In the traditional Roman calendar this Sunday is called Sexagesima, Latin for the “Sixtieth” day before Easter. These three purple-draped Sundays of pre-Lent encourage us to prepare for the discipline to come. In the Novus Ordo of Paul VI there is no more pre-Lent, a real loss. The Roman Station is the Major Basilica of St Paul “Outside the Walls”.
Collect: “Deus, qui conspicis, quia ex nulla nostra actione confidimus: concede propitius; ut, contra adversa omnia, Doctoris gentium protectione muniamur.”
Literal translation: “O God, You who perceive that we confide in no action of our own, propitiously grant: that we may be fortified against every adverse thing by the protection of the Doctor of the Gentiles.”
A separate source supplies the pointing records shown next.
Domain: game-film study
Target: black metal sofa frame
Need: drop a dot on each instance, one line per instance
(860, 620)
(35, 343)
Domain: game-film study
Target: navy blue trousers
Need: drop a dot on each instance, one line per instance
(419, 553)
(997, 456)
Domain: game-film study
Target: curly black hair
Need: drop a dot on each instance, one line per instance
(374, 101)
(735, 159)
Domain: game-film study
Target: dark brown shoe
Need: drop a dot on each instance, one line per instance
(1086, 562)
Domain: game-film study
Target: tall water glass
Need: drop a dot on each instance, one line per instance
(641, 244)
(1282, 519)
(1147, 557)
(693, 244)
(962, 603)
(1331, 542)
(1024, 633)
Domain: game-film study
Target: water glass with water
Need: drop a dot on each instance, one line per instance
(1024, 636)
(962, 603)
This ancient prayer explicitly refers to St Paul, the Doctor of the Gentiles. Few orations display such an intimate connection with where the day’s Mass was celebrated in Rome. The Epistle from Mass is from 2 Corinthians 11 and 12. Paul presents a portrait of how we must live, the challenge we face as Christians. The sufferings and the “thorn” God gave Paul in his flesh helped him to humility, self-emptying, reliance on His Lord. Here is a dose of reality about who we are and who we are not.
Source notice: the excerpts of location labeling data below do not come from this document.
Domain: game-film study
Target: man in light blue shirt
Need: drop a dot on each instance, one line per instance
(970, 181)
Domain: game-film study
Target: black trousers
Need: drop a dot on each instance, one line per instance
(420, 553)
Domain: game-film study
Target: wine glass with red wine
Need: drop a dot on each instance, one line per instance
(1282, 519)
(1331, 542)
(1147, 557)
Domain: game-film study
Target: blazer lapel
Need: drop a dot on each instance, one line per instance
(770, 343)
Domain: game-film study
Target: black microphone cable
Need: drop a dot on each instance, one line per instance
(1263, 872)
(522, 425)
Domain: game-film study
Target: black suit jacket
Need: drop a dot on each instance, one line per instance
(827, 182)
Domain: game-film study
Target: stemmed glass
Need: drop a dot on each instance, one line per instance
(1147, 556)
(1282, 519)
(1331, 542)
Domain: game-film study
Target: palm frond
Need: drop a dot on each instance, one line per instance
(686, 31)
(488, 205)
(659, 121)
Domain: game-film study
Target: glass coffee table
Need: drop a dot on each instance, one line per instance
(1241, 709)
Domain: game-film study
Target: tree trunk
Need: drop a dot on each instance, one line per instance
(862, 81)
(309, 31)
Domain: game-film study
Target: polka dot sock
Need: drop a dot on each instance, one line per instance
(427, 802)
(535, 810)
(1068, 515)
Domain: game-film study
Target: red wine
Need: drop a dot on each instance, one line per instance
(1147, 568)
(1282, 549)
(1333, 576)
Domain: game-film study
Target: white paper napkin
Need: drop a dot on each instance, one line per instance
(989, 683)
Sunday’s Gospel is Christ’s parable about the sower of seeds. Again, we have a reality check. Some seeds make it. Many do not. It is our own disposition that makes the difference, not the seed that the Sower sows in us. “Quidquid recipitur ad modum recipientis recipitur … Whatever is received is received according to the mode of receiver.” The Host we dare to receive at Mass is the seed which Christ the High Priest endeavours to sow in us. St Paul teaches us in stern terms about the reception of the Eucharist by the worthy and the unworthy. We are in control of our disposition to receive what God offers.
But wait. What did we pray in our Collect? We put no trust in anything we do. Paul recounted the highlights of his journeys, but in the end he is left with humility and complete reliance on God. St Thérèse of Lisieux puts it this way: “When comes the evening of life, I shall stand before Thee with empty hands, because I do not ask Thee, my God, to take account of my works. All our works of justice are blemished in Thine Eyes.”